- Born: January 23, 1809 Brooklyn, New York, US
- Died: January 23, 1874 (aged 65) Bay City, Oregon, US
- Burial place: Trout Cemetery, Tillamook County, Oregon
- Occupations: sailor, soldier, pioneer
- Spouse: Wattiet "Miss Mary"

= Webley John Hauxhurst =

Oregon Country pioneer (1809–1874)

Webley John Hauxhurst Jr. (January 23, 1809 – January 23, 1874) was a pioneer in Oregon Country. He helped build the first grist mill in Oregon, participated in the Willamette Cattle Company, and was a participant at the Champoeg meeting where he voted for the creation of a provisional government.

==Early life==
Hauxhurst was born in Brooklyn, New York, on January 23, 1809, to Quaker parents. As a young man he became a sailor, and later deserted his ship while in California. He spent three years there in Monterey, California working as a carpenter before leaving.

==Oregon==
Webley John Hauxhurst traveled to Oregon Country in 1834. He came with Ewing Young and Hall J. Kelley from California, arriving at Fort Vancouver on the Columbia River on October 17. The next year, 1835, he helped to build the first grist mill in the Willamette Valley to mill grain. This mill he would later sell to Thomas McKay, the stepson of Doctor John McLoughlin, the Hudson's Bay Company Chief Factor at Fort Vancouver. Hauxhurst was also an investor in the Willamette Cattle Company in 1837 that brought over 600 head of cattle to Oregon from California. Originally, he was also going to accompany the group and help drive the cattle to Oregon, but changed his mind after the ship Loriot was delayed in sailing.

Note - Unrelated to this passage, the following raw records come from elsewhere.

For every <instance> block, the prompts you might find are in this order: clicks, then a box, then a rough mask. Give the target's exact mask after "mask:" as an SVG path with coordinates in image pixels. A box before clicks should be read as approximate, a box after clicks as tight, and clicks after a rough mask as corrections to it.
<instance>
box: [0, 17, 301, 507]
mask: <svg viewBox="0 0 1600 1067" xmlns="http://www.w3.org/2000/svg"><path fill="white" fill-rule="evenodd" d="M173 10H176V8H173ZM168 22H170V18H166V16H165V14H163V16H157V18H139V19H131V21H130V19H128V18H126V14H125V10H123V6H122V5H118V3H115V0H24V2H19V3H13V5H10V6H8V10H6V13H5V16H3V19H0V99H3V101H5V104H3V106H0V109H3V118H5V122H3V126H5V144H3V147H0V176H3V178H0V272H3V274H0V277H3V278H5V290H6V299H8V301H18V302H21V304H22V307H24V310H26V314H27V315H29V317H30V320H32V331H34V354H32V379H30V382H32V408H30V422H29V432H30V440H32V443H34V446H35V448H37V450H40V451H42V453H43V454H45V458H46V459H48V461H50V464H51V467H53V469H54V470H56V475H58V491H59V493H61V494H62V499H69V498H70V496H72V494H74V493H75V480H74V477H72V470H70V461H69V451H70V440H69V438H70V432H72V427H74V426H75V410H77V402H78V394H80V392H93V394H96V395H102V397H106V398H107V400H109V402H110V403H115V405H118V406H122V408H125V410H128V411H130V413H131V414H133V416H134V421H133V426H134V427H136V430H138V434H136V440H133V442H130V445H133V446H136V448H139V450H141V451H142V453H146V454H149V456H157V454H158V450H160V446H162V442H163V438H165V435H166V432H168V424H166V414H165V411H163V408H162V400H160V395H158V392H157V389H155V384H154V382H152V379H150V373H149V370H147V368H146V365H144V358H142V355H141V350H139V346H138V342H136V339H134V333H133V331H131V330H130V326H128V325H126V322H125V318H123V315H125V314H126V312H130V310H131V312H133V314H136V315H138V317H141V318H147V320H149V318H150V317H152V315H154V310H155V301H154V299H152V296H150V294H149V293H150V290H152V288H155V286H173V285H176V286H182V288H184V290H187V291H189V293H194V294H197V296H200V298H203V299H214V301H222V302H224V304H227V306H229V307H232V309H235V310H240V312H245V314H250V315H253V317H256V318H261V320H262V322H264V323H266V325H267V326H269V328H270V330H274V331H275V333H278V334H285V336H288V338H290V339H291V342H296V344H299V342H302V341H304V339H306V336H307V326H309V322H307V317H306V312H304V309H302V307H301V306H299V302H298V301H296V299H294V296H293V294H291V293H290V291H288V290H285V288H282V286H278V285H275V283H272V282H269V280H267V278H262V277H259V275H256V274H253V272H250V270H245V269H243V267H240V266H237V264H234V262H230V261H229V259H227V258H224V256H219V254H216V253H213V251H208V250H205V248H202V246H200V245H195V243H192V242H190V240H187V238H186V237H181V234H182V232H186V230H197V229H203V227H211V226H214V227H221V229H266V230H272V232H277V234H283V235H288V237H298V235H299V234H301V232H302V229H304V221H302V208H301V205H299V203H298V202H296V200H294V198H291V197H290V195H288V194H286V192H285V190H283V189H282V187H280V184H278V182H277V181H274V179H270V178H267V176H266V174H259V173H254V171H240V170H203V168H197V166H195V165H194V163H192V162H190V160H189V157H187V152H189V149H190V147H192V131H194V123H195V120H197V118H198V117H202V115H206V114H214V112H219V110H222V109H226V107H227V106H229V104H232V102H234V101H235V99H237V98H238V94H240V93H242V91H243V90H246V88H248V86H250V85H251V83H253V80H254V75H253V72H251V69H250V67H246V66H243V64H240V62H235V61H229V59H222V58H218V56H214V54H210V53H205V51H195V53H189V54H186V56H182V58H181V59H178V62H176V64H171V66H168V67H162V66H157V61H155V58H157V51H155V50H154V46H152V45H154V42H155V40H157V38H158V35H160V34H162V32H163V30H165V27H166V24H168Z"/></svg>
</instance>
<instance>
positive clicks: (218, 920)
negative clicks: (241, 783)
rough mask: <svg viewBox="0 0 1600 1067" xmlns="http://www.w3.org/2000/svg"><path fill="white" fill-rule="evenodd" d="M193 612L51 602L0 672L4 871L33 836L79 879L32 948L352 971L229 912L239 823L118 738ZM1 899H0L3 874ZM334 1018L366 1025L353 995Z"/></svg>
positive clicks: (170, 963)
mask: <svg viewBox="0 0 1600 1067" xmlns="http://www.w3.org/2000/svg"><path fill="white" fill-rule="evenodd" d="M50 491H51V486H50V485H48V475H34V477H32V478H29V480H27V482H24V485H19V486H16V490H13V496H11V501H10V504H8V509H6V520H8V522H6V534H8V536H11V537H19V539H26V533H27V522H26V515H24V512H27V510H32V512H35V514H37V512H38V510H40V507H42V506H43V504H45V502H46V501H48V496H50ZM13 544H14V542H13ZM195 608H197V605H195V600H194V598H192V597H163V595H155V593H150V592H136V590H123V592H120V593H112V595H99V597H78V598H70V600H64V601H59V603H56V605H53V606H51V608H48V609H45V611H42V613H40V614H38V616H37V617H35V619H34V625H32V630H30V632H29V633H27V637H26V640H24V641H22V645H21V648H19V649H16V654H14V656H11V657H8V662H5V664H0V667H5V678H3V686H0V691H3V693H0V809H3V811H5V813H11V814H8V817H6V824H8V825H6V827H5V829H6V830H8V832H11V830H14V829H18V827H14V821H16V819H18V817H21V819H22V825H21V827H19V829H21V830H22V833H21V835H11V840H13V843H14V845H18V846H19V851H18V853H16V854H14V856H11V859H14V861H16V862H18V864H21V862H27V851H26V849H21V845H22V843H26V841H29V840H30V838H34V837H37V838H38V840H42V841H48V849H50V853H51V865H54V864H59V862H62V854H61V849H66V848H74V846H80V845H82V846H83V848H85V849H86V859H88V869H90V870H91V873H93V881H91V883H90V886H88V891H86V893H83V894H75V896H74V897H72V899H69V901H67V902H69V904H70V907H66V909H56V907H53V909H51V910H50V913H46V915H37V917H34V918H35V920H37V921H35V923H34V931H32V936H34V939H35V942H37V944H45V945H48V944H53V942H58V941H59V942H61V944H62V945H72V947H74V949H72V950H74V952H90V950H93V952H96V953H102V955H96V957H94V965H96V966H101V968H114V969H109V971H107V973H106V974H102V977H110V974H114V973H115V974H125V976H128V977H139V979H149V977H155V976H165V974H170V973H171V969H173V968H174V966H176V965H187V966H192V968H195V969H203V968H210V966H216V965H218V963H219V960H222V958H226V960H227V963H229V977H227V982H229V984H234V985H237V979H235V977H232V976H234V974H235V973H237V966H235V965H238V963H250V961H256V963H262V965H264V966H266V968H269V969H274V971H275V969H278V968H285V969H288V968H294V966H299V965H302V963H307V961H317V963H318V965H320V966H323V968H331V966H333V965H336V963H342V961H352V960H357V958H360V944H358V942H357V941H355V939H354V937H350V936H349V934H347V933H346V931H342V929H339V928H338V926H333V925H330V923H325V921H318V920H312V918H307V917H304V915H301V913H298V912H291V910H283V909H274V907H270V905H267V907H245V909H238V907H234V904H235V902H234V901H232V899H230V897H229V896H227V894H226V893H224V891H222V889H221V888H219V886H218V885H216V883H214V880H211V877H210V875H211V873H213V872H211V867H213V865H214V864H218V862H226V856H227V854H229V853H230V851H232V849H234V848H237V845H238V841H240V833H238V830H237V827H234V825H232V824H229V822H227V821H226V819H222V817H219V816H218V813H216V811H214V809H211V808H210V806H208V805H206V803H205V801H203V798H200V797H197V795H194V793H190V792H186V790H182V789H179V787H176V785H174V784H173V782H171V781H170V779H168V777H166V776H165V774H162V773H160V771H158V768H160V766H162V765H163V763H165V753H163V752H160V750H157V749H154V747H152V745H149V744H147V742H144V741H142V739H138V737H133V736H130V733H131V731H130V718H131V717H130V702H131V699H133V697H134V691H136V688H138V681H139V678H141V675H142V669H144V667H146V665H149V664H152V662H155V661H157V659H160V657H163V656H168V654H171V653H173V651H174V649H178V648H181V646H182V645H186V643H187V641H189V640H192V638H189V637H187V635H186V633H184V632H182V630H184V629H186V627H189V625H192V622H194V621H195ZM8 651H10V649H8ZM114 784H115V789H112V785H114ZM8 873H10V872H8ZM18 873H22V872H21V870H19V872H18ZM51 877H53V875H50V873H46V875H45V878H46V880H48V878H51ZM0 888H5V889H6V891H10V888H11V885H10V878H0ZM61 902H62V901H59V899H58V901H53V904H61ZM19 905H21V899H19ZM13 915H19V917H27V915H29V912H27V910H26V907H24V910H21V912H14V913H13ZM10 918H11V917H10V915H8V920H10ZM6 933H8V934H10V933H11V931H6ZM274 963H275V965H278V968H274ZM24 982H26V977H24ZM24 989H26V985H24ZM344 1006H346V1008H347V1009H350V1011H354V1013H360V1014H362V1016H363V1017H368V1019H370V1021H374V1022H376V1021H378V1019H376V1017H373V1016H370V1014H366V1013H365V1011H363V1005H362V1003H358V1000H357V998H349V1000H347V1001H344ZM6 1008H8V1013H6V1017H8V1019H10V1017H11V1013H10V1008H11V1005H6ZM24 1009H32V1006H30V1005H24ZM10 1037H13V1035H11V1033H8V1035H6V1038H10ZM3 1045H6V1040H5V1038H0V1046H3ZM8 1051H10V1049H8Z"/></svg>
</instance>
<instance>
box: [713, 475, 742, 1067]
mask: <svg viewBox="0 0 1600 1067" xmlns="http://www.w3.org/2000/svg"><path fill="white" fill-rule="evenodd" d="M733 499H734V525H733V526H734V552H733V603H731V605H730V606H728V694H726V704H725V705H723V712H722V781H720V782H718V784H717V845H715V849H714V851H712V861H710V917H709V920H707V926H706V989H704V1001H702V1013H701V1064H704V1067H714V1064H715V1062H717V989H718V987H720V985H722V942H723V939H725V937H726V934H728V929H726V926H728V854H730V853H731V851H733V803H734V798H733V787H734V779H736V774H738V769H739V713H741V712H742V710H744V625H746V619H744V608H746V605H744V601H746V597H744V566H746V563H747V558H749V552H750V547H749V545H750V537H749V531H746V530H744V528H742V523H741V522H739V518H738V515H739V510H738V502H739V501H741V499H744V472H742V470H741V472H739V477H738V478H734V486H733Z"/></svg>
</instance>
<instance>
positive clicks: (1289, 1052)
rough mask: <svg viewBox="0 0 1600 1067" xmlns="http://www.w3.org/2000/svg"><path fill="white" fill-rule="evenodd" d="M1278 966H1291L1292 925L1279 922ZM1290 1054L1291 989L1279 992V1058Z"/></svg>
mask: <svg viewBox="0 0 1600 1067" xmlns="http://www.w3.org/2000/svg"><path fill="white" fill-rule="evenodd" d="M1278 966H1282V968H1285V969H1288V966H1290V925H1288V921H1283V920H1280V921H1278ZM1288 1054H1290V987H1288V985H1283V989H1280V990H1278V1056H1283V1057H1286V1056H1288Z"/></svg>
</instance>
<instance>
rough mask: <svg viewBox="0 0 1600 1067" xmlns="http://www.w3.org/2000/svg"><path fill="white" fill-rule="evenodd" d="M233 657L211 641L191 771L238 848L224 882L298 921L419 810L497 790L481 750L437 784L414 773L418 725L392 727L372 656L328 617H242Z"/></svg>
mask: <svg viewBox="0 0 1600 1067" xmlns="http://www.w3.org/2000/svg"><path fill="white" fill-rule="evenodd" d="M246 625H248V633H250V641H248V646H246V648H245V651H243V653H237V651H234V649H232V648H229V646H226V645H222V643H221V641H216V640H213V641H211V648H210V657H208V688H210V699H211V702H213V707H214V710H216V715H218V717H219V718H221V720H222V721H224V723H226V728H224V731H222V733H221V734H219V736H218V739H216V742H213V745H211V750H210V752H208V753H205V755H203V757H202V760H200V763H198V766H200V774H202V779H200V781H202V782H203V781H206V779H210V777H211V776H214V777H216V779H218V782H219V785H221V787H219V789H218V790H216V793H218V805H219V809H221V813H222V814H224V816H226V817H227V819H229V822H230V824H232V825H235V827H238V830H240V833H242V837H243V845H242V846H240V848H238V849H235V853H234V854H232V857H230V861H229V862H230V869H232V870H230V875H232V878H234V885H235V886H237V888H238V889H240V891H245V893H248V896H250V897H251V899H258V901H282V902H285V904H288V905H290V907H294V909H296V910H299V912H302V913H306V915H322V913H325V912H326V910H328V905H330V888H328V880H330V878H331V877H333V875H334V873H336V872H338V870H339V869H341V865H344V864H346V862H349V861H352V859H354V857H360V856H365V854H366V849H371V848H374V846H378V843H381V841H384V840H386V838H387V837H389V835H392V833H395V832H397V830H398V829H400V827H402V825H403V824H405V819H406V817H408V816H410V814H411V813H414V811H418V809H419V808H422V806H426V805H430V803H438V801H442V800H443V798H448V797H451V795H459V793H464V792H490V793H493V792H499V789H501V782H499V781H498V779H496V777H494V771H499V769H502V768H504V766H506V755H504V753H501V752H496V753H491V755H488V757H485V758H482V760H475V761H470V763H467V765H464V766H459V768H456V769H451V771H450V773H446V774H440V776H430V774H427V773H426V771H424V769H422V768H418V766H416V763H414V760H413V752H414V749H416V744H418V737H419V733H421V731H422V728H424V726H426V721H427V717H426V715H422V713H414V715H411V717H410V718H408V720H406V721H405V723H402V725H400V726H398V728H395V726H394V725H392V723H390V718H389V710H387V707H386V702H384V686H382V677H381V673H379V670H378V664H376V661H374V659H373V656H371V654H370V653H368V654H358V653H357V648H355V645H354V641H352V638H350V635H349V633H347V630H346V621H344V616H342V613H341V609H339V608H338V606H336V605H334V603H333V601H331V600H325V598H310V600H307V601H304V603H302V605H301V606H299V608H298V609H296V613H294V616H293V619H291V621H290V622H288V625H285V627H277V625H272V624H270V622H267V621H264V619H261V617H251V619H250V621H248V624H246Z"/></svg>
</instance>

On Saturday, February 28, 1837, Webley Hauxhurst was married. The Reverend Jason Lee of the Methodist Mission then located at Mission Bottom married Miss Mary to Webley at the Mission house. Mary was a Native American from the Yamhill tribe. "He married the daughter of Chief Staywich or Staymire, of the Yamhill Indians." Hauxhurst would then become the mission's first white convert.

In 1843 in the aftermath of Ewing Young's death in 1841, the settlers of the region began discussions about forming a government as a continuation of the Champoeg Meetings. Then in May of that year, there was large meeting at Champoeg on the 2nd where a vote was taken on whether or not to form a government. Hauxhurst participated in this meeting and voted for the creation of the Provisional Government of Oregon that would last until 1849. In March 1844 he enlisted with the Oregon Rangers, a volunteer militia, as part of the Provisional Government's attempt to protect settlers from possible Native American attacks.

==Later life==
In 1844, Joel Turnham threatened to hurt Hauxhurst and his wife, but was shot and killed by Deputy John E. Pickernell before any harm could be done to the Hauxhursts. Then in July 1846 the couple was divorced. They had 21 children together. After selling the grist mill, he moved to the Mill Creek area of what is now Salem, Oregon. While there he helped haul the first circus to Oregon and from 1862 to 1866 moved freight on the Willamette River between Portland and Salem. In Salem he would serve on the board of trustees for Willamette University before moving to Tillamook County on the Oregon Coast. In Tillamook he took up a squatter's land claim on land at the Bayocean Peninsula and worked as a captain of the vessel Champion, transporting goods between Tillamook and Portland. Webley John Hauxhurst died in 1874, he died on his birthday, January 23.